An electromagnetic valve like the electromagnetic valve 17 for a variable discharge fuel supply apparatus, in which a plunger piston is driven up and down in FIG. 14 by the driving cam disposed coaxially with the unillustrated engine camshaft sucks up and discharges fuel. During the process, through the opening of the electromagnetic valve 17 at the time when a certain quantity of fuel has been discharged into the common rails 9, the high-pressure fuel in the fuel pressuring room 103 is released to the suction side at a lower pressure. Through the control of the timing of opening of the electromagnetic valve 17, the discharge from the fuel supply apparatus is variably adjusted and controlled.
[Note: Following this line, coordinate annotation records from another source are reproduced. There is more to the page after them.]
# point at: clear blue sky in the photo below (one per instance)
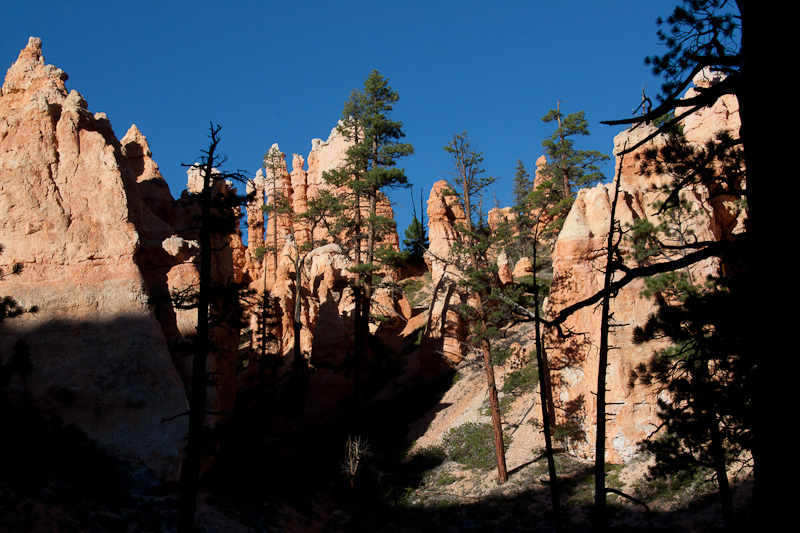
(280, 72)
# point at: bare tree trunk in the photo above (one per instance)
(602, 368)
(190, 469)
(548, 413)
(497, 424)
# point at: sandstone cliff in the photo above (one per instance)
(326, 301)
(578, 263)
(92, 221)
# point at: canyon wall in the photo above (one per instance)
(327, 301)
(92, 223)
(578, 264)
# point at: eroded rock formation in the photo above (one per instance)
(70, 205)
(579, 260)
(102, 244)
(327, 302)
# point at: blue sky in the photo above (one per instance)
(281, 71)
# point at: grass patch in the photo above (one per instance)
(472, 445)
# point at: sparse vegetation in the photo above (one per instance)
(521, 381)
(472, 445)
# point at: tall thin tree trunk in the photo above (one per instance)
(545, 394)
(190, 469)
(602, 367)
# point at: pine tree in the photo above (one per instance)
(416, 241)
(216, 305)
(368, 172)
(710, 379)
(568, 169)
(472, 256)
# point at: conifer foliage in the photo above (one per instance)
(472, 255)
(568, 169)
(357, 187)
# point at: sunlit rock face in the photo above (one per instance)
(579, 260)
(72, 214)
(327, 303)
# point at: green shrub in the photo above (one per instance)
(504, 404)
(522, 380)
(472, 445)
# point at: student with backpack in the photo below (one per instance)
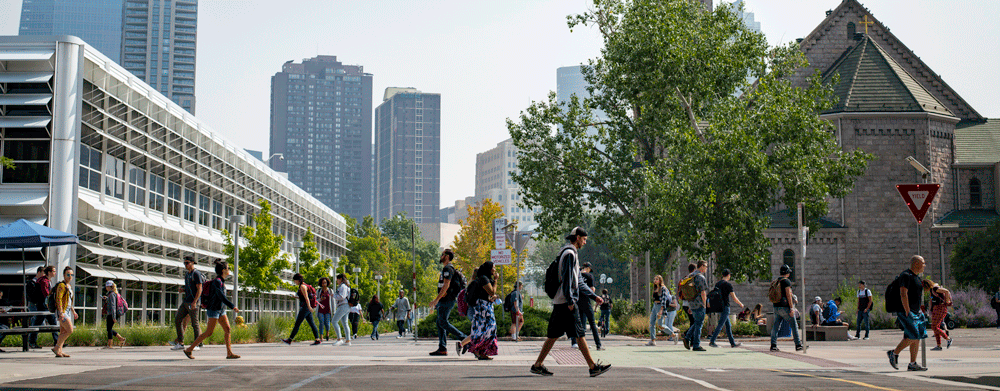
(449, 284)
(214, 298)
(904, 296)
(114, 309)
(307, 304)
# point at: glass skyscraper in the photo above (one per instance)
(97, 22)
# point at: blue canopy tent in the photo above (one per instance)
(25, 234)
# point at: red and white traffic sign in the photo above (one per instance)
(918, 198)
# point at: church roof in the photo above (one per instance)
(977, 142)
(871, 81)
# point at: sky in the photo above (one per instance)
(489, 59)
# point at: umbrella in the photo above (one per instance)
(23, 233)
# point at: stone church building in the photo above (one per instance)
(892, 105)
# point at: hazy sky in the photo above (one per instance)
(490, 59)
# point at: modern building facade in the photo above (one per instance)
(159, 45)
(408, 155)
(142, 182)
(97, 22)
(321, 122)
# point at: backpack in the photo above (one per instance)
(774, 292)
(552, 278)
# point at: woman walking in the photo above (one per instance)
(374, 315)
(940, 301)
(216, 297)
(325, 301)
(484, 322)
(65, 314)
(111, 309)
(305, 311)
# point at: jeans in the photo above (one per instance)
(340, 319)
(697, 322)
(304, 314)
(38, 321)
(324, 322)
(183, 311)
(654, 314)
(864, 319)
(724, 321)
(444, 327)
(785, 314)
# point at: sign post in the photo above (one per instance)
(918, 198)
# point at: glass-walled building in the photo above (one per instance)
(101, 154)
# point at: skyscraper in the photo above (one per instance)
(321, 123)
(158, 45)
(408, 155)
(97, 22)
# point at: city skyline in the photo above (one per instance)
(475, 62)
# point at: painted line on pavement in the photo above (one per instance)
(314, 378)
(700, 382)
(857, 383)
(141, 379)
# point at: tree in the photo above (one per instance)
(261, 261)
(681, 160)
(974, 259)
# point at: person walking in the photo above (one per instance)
(64, 310)
(402, 310)
(449, 284)
(324, 303)
(374, 315)
(783, 309)
(728, 296)
(565, 317)
(908, 313)
(111, 310)
(865, 303)
(482, 293)
(341, 297)
(940, 301)
(699, 303)
(214, 300)
(190, 304)
(657, 310)
(305, 311)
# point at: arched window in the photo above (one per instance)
(788, 257)
(975, 193)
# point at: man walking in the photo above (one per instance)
(865, 303)
(402, 313)
(726, 288)
(783, 310)
(191, 304)
(698, 303)
(449, 284)
(911, 294)
(565, 317)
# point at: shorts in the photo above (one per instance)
(566, 321)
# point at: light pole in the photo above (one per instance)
(236, 221)
(297, 245)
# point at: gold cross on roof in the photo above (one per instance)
(866, 22)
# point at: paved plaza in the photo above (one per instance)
(390, 363)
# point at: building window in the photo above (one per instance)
(975, 193)
(788, 258)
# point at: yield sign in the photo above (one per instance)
(918, 198)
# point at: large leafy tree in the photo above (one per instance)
(691, 155)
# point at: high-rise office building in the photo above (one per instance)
(97, 22)
(408, 155)
(321, 122)
(158, 45)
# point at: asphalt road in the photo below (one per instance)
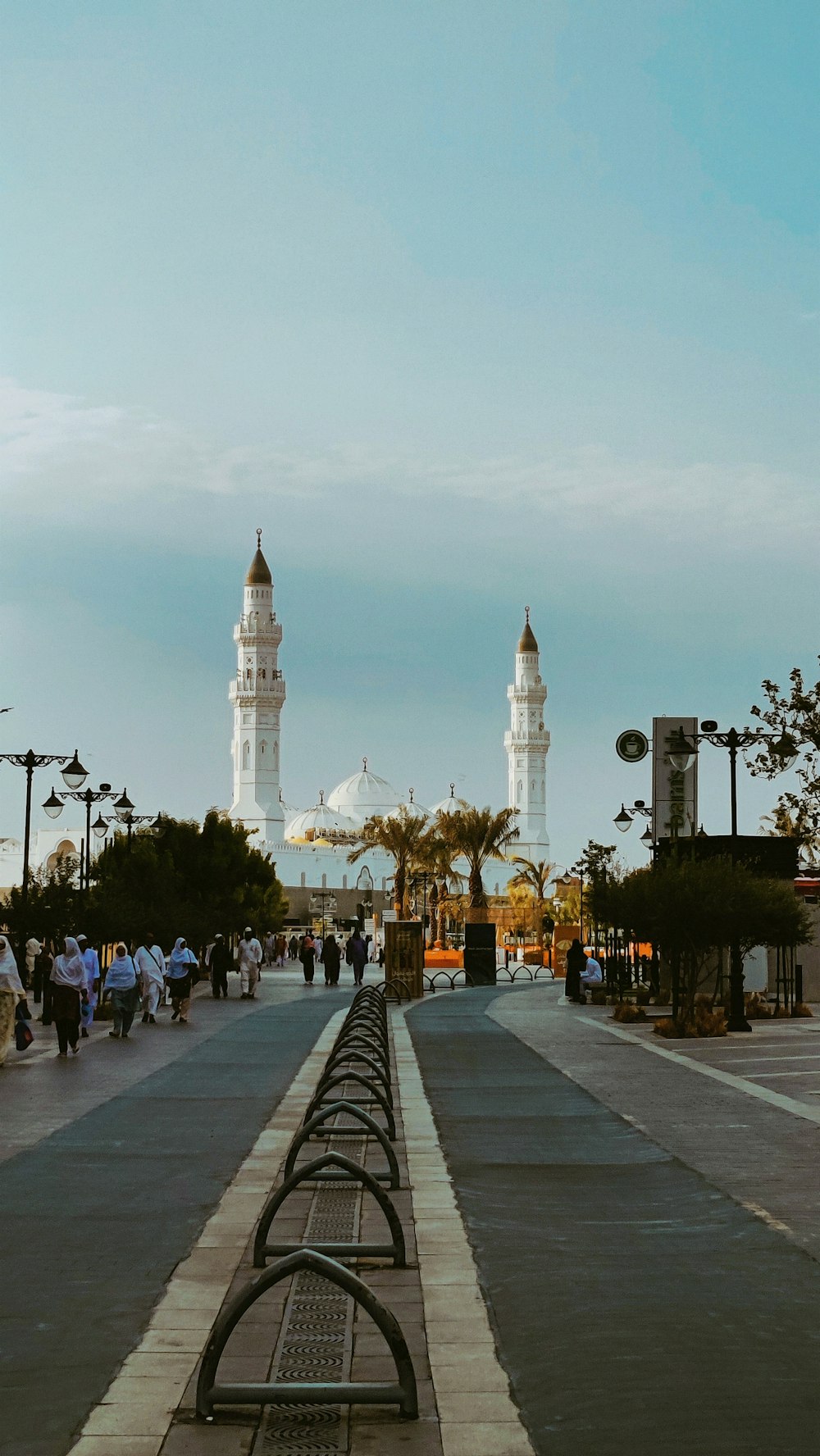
(637, 1308)
(97, 1215)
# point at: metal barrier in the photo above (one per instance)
(312, 1172)
(401, 1392)
(319, 1118)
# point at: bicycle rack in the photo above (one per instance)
(319, 1118)
(312, 1174)
(401, 1392)
(341, 1079)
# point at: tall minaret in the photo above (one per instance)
(527, 743)
(258, 695)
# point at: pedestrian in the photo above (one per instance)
(11, 994)
(121, 986)
(67, 996)
(32, 951)
(221, 962)
(308, 955)
(249, 960)
(150, 967)
(91, 962)
(356, 955)
(43, 981)
(331, 960)
(181, 979)
(576, 962)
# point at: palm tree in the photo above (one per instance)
(533, 874)
(476, 836)
(399, 835)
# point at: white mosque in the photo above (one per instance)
(311, 846)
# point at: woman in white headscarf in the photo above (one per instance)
(11, 994)
(67, 996)
(180, 979)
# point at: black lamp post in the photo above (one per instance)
(682, 754)
(73, 775)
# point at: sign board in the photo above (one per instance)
(675, 794)
(632, 746)
(403, 954)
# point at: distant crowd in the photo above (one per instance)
(71, 985)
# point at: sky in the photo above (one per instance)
(469, 306)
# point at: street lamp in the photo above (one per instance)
(73, 775)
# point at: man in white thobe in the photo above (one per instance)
(150, 968)
(249, 957)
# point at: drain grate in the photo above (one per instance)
(317, 1334)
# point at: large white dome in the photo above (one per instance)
(363, 795)
(318, 823)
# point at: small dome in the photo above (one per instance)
(318, 823)
(448, 806)
(363, 795)
(412, 808)
(258, 571)
(527, 643)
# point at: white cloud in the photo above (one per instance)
(66, 455)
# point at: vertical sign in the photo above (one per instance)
(675, 794)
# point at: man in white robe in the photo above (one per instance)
(150, 968)
(249, 957)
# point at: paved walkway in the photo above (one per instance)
(637, 1306)
(612, 1242)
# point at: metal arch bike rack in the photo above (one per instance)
(401, 1392)
(376, 1099)
(312, 1172)
(371, 1126)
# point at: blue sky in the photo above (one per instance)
(469, 306)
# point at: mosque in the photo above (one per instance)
(311, 846)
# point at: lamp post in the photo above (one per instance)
(73, 775)
(682, 754)
(324, 897)
(54, 806)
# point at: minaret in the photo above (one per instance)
(527, 743)
(258, 695)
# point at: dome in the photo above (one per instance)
(258, 571)
(527, 643)
(318, 823)
(448, 806)
(363, 795)
(412, 808)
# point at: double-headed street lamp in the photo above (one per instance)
(73, 775)
(123, 807)
(682, 756)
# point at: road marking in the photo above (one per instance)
(786, 1104)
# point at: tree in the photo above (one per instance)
(187, 881)
(797, 714)
(692, 909)
(399, 835)
(535, 876)
(478, 836)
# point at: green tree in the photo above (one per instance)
(185, 881)
(794, 712)
(535, 876)
(692, 909)
(403, 836)
(478, 836)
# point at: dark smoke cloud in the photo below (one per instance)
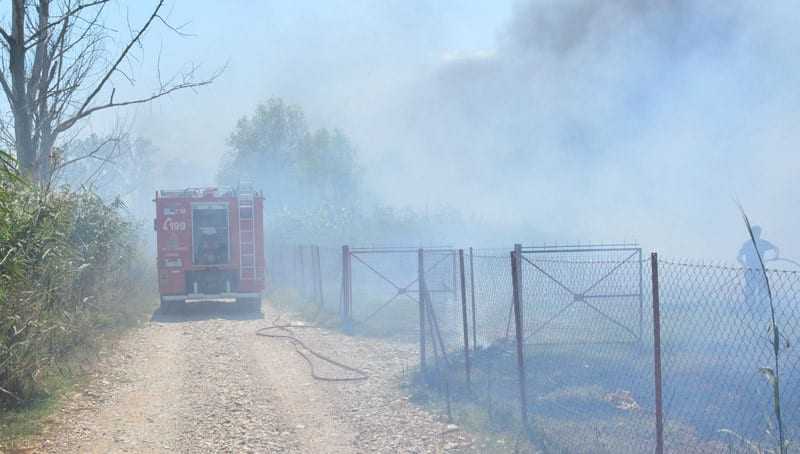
(608, 120)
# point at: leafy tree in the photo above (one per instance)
(295, 166)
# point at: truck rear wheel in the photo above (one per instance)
(172, 306)
(249, 305)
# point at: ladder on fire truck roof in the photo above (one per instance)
(247, 239)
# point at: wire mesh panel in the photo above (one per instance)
(582, 294)
(719, 357)
(494, 374)
(588, 368)
(385, 295)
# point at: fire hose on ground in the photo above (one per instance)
(306, 352)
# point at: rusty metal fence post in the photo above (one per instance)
(464, 317)
(516, 262)
(657, 355)
(422, 292)
(346, 311)
(318, 293)
(472, 298)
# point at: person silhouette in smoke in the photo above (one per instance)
(755, 287)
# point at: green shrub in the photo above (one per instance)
(70, 266)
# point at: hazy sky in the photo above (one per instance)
(588, 120)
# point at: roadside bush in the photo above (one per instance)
(70, 267)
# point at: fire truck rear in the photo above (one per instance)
(210, 245)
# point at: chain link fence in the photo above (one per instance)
(560, 343)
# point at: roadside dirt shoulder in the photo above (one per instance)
(211, 385)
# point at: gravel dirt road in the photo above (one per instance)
(207, 383)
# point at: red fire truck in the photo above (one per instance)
(210, 245)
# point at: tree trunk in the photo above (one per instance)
(21, 107)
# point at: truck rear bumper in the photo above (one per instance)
(196, 297)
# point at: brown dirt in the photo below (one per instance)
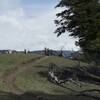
(10, 75)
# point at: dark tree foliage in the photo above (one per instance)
(81, 18)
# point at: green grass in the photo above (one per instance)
(9, 62)
(31, 81)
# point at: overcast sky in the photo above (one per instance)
(29, 24)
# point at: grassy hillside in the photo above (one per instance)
(24, 77)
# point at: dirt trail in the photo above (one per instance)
(10, 76)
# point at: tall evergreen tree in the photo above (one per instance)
(81, 18)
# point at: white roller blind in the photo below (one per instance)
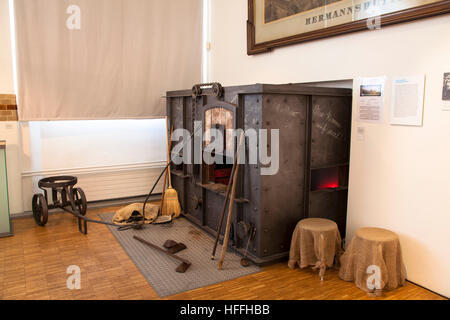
(118, 64)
FIG. 16 is a schematic partial sectional view showing the electromagnetic valve 17 in a state in which it is in an open position to the valve seat 25. FIG. 17 is a schematic partial sectional view showing the valve 26 of the electromagnetic valve 17 in a state in which it is in a closed position to the valve seat 25. In the conventional electromagnetic valve 17, a ball seal is used, and it is so constituted that the high-pressure side is in the direction opposing to the spring 27 with the valve seat 25 being taper-shaped and the valve 26 being ball-shaped. The opening area (mm2) relative to the valve lift (mm) in the electromagnetic valve 17 like this is as expressed by the equation shown in FIG. 16, and varies in a way as shown in the graph given in FIG. 18. The strength (N) requisite for the spring to cope with the varying seat diameter (mm) is as expressed by the equation shown in FIG. 17, and varies in a way as shown in the graph given in FIG. 19 (showing the case where the pressure inside the pump is 12 Mpa).
Thus, for the purpose of securing a relief property that is essential to the electromagnetic valve 17 for a variable discharge fuel supply apparatus, it is necessary to increase the distance of the valve lift and extend the seat diameter for a conventional electromagnetic valve 17. When increasing the distance of the valve lift, the fact that the slope representing the valve lift distance-opening area property is dependent on the tapering rate of the tapered seating section must be taken into account (see the equation in FIG. 16). While, when extending the seat diameter, the fact that the slope representing the seat diameter-spring strength property jumps with an increase in the seat diameter must be taken into account (see the equation in FIG. 17).
Thus, when improving the relief property in a conventional apparatus, such problems as the enlargement of the electromagnetic valve 17 and consequential increase in the electric current consumption and lowering of responsiveness that could occur due to the reasons described above must be confronted. Further, the heat generated at the solenoid coils 22 within the electromagnetic valve 17 could increase, and this could induce a shortage between the lines and a malfunction of the electromagnetic valve due to disconnection and the like, and in the worst case, the control of discharge could be put in disorder.
The present invention therefore has as its object the improvement of the relief property and responsiveness, and the provision of an electromagnetic valve for a variable discharge fuel supply apparatus with a small electromagnetic valve, reduced electric current consumption and improved responsiveness.